Lectra fait face à des turbulences

Pour la première fois depuis 12 trimestres, comme le précise son PDG Daniel Harari, le groupe Lectra, jusque-là en croissance continue, subit un petit ralentissement dû à la crise protectionniste qui touche le marché automobile.
Daniel Harari

Après trois années de croissance continue sans la moindre anicroche, le groupe Lectra, à Cestas (Gironde) et Paris, coté en Bourse, leader mondial sur le marché de la découpe de matériaux souples (à lame ou à laser) pour les marchés de la mode, de l'habillement et de l'ameublement, entre dans une zone de turbulence. L'effet de parité monétaire euro-dollar, qui provoque une baisse apparente du chiffre d'affaires, de 69,5 M€ au 1er trimestre 2017 à 67,2 M€ au 1er trimestre 2018, et du résultat opérationnel (de 9,4 M€ à 7,2 M€) est toutefois un non sujet pour le PDG de Lectra, Daniel Harari.

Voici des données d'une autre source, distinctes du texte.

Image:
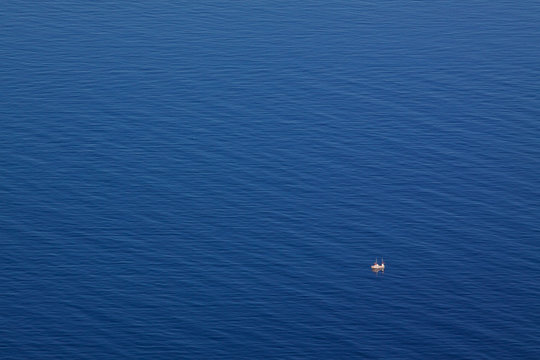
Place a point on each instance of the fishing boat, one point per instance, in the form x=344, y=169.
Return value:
x=376, y=265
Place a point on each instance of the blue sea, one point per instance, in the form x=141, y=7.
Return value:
x=213, y=179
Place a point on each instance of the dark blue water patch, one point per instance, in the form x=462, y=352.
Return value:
x=214, y=180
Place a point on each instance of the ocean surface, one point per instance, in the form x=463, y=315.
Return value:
x=213, y=179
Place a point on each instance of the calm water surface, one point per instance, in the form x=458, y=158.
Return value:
x=213, y=179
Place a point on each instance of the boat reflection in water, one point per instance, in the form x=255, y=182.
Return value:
x=376, y=267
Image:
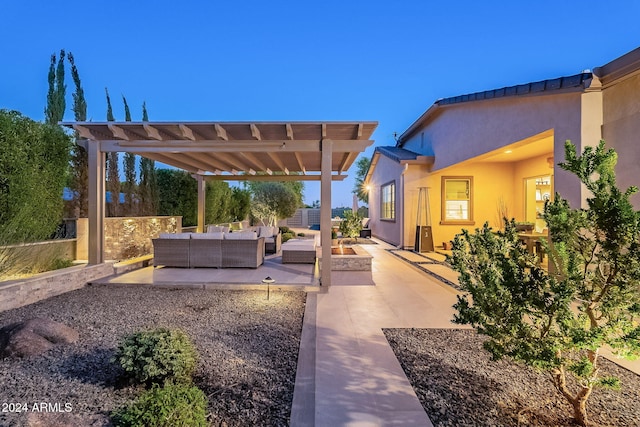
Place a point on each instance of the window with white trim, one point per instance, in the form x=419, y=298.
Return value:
x=388, y=201
x=457, y=200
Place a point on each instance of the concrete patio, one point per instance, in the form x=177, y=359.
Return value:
x=347, y=373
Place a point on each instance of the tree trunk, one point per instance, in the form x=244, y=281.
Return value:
x=580, y=410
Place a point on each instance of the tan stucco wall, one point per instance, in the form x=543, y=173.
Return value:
x=493, y=183
x=386, y=170
x=621, y=129
x=463, y=131
x=529, y=168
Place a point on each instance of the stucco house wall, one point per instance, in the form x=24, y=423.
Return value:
x=387, y=230
x=466, y=136
x=461, y=132
x=621, y=128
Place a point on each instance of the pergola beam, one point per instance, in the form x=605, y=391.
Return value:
x=118, y=132
x=152, y=132
x=221, y=132
x=231, y=151
x=216, y=146
x=261, y=177
x=255, y=132
x=300, y=162
x=187, y=132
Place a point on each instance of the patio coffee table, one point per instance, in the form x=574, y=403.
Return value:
x=299, y=251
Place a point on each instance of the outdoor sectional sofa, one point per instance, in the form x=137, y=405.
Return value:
x=218, y=249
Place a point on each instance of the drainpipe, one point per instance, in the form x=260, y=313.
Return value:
x=401, y=205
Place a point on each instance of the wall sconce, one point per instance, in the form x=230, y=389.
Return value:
x=550, y=162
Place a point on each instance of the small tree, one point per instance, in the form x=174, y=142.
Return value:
x=79, y=160
x=113, y=174
x=240, y=204
x=280, y=199
x=595, y=259
x=351, y=224
x=130, y=190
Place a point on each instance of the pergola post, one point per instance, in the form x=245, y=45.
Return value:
x=201, y=202
x=325, y=210
x=96, y=195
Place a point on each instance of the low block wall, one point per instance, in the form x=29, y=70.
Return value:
x=127, y=237
x=18, y=293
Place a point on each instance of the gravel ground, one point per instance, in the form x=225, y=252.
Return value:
x=248, y=349
x=458, y=385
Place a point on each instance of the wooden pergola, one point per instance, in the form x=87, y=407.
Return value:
x=232, y=151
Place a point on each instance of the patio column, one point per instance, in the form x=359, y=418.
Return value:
x=96, y=169
x=201, y=202
x=325, y=210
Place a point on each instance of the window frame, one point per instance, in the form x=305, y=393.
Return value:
x=394, y=209
x=443, y=201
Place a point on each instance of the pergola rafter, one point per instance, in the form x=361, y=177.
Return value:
x=235, y=151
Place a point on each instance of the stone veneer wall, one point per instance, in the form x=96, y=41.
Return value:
x=128, y=237
x=17, y=293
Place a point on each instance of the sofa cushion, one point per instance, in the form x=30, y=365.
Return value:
x=241, y=235
x=266, y=231
x=175, y=236
x=218, y=235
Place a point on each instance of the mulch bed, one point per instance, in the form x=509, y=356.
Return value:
x=248, y=348
x=458, y=385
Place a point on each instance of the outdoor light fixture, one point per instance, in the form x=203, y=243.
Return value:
x=268, y=280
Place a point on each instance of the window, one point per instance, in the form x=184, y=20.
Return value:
x=388, y=201
x=457, y=200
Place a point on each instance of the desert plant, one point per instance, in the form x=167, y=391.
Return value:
x=284, y=229
x=595, y=262
x=287, y=236
x=351, y=224
x=169, y=406
x=153, y=357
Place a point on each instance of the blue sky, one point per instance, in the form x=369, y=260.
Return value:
x=284, y=60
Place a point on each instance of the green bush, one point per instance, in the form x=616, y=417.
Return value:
x=284, y=229
x=287, y=236
x=351, y=224
x=157, y=356
x=169, y=406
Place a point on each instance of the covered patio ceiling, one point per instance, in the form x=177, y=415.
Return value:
x=237, y=150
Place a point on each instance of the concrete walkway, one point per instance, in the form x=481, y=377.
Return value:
x=347, y=372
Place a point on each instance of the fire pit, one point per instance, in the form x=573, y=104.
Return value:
x=340, y=250
x=350, y=258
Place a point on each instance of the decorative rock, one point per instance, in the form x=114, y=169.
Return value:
x=34, y=336
x=35, y=419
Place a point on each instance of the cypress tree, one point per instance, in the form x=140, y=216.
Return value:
x=129, y=171
x=54, y=111
x=79, y=163
x=149, y=195
x=113, y=174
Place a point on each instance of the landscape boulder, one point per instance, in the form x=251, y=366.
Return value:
x=34, y=336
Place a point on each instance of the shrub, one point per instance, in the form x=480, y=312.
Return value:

"Cet effet de parité monétaire était anticipé. Nous l'avions annoncé sur l'année 2018. Mais il se trouve qu'au 1er trimestre 2017 l'euro a été historiquement bas par rapport au dollar. 1,03 dollar pour 1 euro : on n'avait pas vu ça depuis 2003 ! A données comparables, avec les chiffres 2018 traduits aux cours de change 2017, notre chiffre d'affaires est en hausse de +3 % et notre résultat opérationnel de +5 %" recadre Daniel Harari.

L'automobile dans la nasse protectionniste

Le vrai sujet de surprise, qui a eu un effet limité mais réel sur l'activité du groupe, découle de la politique douanière à vocation isolationniste menée aux Etats-Unis par Donald Trump. L'annonce début mars de sa stratégie agressive sur les importations d'acier aux Etats-Unis a brutalement activé les foyers de tension qui couvaient depuis des mois, en particulier dans le marché automobile.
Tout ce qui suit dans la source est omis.